Office Charlie: I don’t have a problem per se, but everybody else does.

How are you cupcake on the outside yet so bitter within?
Office Ruth: So I can pass as a normal person and keep employment.
Office Charlie: There are too many leaners, not enough lifters. Its easy to act professional. But I prefer to work in a cone of Bose-noise cancelled silence 98% of the time.

Is the inner storm justified?
Office Ruth: Every ounce of rage and fist of fury is rightly deserved and well directed. There are gross people in offices and they make me mad – like people who leave old tea bags in the sink or clang their spoon loudly in their cereal bowl.
Office Charlie: I once wore pyjama pants to work all day because I hated everyone and they didn’t deserve to see me in my suit.

Who has been the most annoying office-person you’ve met?
Office Ruth: I was going to say Wet-Pants-Lady but no.. it is The Hack. Her desk was disgusting. She had a snot mountain of old tissues, used coffee cups, and food crumbs all over her desk. She was a dirty little tip-rat.
Office Charlie: Sputnik. He would come up to our floor, use the toilets then walk around looking mad. We didn’t know who he was or what he did, but he once put a wet piece of paper in our team’s bin. He was a mystery we could never unravel. We would play the Sputnik spotting game and email each other when we saw him orbit once every few weeks.

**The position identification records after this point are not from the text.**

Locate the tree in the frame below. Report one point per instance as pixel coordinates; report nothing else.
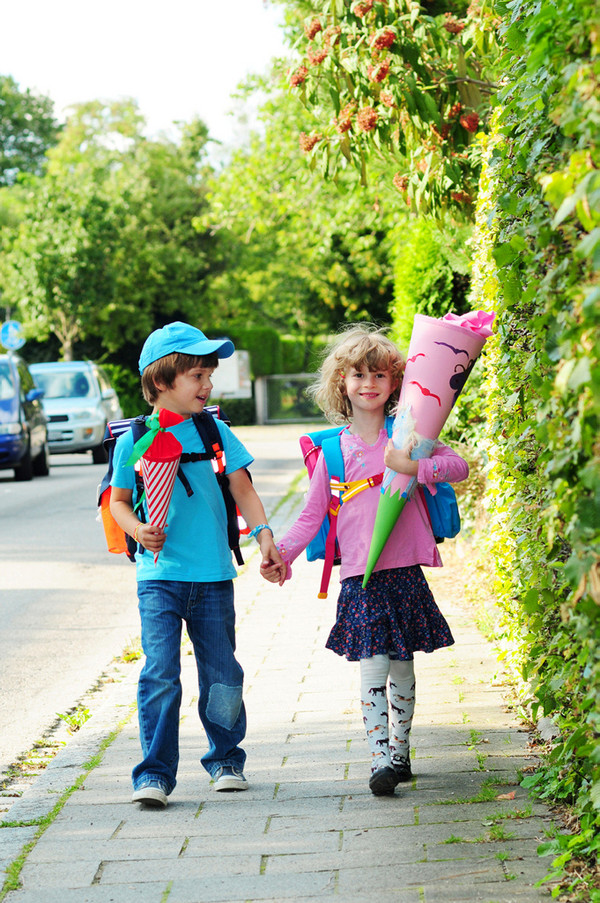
(405, 80)
(106, 250)
(27, 129)
(296, 252)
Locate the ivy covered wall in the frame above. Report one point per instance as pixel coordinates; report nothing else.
(537, 260)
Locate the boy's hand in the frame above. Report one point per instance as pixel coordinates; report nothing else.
(272, 566)
(399, 459)
(273, 572)
(151, 537)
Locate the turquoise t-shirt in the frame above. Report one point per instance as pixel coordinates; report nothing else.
(196, 548)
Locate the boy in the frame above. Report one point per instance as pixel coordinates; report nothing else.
(192, 579)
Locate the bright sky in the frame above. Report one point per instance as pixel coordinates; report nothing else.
(177, 58)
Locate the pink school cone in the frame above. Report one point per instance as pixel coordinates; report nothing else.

Kewlest thing you have done in an office?
Office Ruth: I buried a ham sandwich in the pot plants near my boss’s desk on my last day. The smell of rotting meat was hanging around for weeks.
Office Charlie: I kept a post-it note in my desk draw of all the men in the workplace who wouldn’t wash their hands in the bathroom. It helped me to determine which plates to eat from at the staff morning teas.

Favourite office trick?
Office Ruth: Leaving my bag and jacket at my desk while popping out for a blow-dry. And I once put a cupcake in the air vents for a year until it was rock-hard. No reason.
Office Charlie: Taping down that little lever on telephones, so the person can never answer it.

Have you ever turned on each other?
Office Ruth: On Charlie’s leaving day, I put 5 staplers and 1,000 bulldog clips in his bag, as a going away present. He didn’t notice until he got home because his bag was full of all the files he was swiping. But, no. I would never turn on Charlie.
Office Charlie: And I could never turn on her – there is nothing to be gained by having Office Ruth on the ‘other side’.